One observant reader, Sailor Curt, asked, "Your profile says ex-biker...what's up with that? I don't know whether to list you as a biker trash gunny or just a gunny. A wise man once said:"You don't quit riding because you got old, you get old because you quit riding.""
Well now you went & did it- another story.
I don’t think you can be an ex-Biker, really, anymore than one can be an ex-Marine.
You either is, or you ain’t, & that’s that.
As a kid, I’d look at the MCs in the Sears catalog with my Dad (I think they sold Puch MCs? -hey- keep it to yourself). I remember telling him I wanted one where the engine filled up the area underneath the gas tank- I’m probably about 12 then. He’s thinking a nice 50cc unit, I’m thinking 750 Indian, Harley 74.
The day I turned 16, which is in the winter here, I got my learners permit which allowed me to ride a MC, one up & daylight only. That was one cold ride on my Dad’s Honda 90. I soon bought a 160 Honda- two cylinders- man I was almost in the big leagues now; then a 350- cookin’! (A 350 Honda in those days weighed 350#, you could only hurt yourself if it fell on you).

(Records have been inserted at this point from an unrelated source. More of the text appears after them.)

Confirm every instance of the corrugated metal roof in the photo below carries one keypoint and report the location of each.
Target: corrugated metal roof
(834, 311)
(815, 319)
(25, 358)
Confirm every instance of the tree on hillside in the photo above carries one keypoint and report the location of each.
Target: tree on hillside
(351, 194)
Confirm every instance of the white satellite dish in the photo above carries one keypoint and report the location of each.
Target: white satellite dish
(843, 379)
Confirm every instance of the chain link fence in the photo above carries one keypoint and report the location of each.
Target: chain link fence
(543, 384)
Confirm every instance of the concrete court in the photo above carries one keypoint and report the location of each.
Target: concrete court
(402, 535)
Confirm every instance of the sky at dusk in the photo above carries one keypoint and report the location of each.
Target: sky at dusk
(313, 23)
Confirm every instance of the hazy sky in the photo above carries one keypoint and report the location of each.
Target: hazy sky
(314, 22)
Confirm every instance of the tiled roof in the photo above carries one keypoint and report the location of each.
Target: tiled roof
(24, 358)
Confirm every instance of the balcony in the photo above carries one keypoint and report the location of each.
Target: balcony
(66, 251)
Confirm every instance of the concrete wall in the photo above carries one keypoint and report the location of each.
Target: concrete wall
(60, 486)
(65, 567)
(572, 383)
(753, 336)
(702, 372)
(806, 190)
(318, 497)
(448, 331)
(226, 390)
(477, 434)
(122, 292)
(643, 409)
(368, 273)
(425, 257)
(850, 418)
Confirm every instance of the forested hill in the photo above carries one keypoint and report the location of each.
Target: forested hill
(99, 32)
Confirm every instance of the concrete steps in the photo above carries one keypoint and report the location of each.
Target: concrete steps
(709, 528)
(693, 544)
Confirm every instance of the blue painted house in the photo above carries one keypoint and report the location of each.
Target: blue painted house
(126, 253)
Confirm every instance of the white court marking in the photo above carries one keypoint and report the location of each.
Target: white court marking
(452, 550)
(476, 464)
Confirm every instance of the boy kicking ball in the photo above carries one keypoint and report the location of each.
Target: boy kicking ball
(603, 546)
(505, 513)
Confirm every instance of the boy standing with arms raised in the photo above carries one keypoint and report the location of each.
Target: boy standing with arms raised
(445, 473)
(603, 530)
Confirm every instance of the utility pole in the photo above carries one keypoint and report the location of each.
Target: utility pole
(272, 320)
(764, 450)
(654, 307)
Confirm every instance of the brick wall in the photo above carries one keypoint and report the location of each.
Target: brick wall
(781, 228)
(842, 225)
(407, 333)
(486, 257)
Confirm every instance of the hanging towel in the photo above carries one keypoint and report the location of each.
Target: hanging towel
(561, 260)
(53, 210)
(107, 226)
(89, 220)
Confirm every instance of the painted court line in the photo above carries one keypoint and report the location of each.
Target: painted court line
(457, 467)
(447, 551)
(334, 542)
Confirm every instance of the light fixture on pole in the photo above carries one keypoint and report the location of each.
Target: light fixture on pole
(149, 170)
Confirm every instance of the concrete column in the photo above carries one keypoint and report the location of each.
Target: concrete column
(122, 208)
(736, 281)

Most guys my age were ogling the ’57 Chevys & muscle cars of the time. I used a car to get from here to there in the rain & snow. Utility only. I rode MCs as often & for as long as possible.
Then, I get a line on a chopped 1958 Harley panhead stroker. 10" over front end, spoolie front spindle (no front brake). Perfek!
$1200, in 1967, was a crapload of money. I had $400, & Dad lent me the rest over Ma’s spirited objections.
I was a Biker. Yes, capital "B".
The panhead needed continual work to keep her going. Even starting the thing was a project- advance the spark by rotating the distributor, kick it, kick it again, & again, readjust, kick again, then fool w/the distributor to get it in the right place to run, & off you go. I knew that old bike top to bottom, front to back. Intimate with the wrench, I was.
I knew a guy at the time, an older dude (prolly around 35!), who actually lived in a garage he rented. Mattress on a crappy frame, fridge (mostly for beer), woodstove made out of an old barrel, bike parked in the middle of it all, with tools & the various contrivances cobbled up to ease the work of maintenance. THAT boy was a Biker.
Nowadays, a maroon in a suit, totin’ a briefcase, & holding a Visa card can walk into a Harley dealership & come out "bad to the bone"- custom looking bike, jeans & T-shirt, leathers, even fake tattoos if he’s a real dork.
Don’t anyone tell me that guy is a biker; he may ride a motorcycle, but biker? Nope.
After the military, I had other bikes & still have a mildly customized Shovelhead- For Sale. I met my wife riding (she rode too), & took some great rides as late as the ‘90s to the Wall in Washington, Canada, Gettysburg, Maine, even NY f’n C.
Met some righteous people, & still have those moments. Still have my much-adorned, burnt, crashed, & worn sleeveless Levi & leather jackets, both of which go back 40 years.
None of this is to denigrate today’s bikers. It’s just the way I came around to two wheels, & my continued fascination with them.
The point here is Biker was a way of life- I’m just not there anymore.
Life happens, priorities change, & the way we choose to spend our time evolves. That’s what life is all about, isn’t it? Having the OPPORTUNITY for change?
Now, living in the woods for the last 14 years, has created a whole new set of freedoms for things I like to do, & even more things that HAVE to get done. (Not to mention the mile of dirt road before I get to tar). My choosing, I guess, but I find I LIKE felling trees & processing into firewood, shootin’ in the side yard, hunting, running a garden, & generally enjoying the solitude & gratification provided by my environment.
So, Sailor Curt, while it’s got nothing to do with "getting old", I have officially changed my profile to read "former biker", cuz you either is or you ain’t.
I guess I still is, at heart. And it says so on my arm.
And don’t worry, my friend, working at this pace I CAN’T get old!
‘Sides, I drank WAY too much when riding with all those crazy dudes.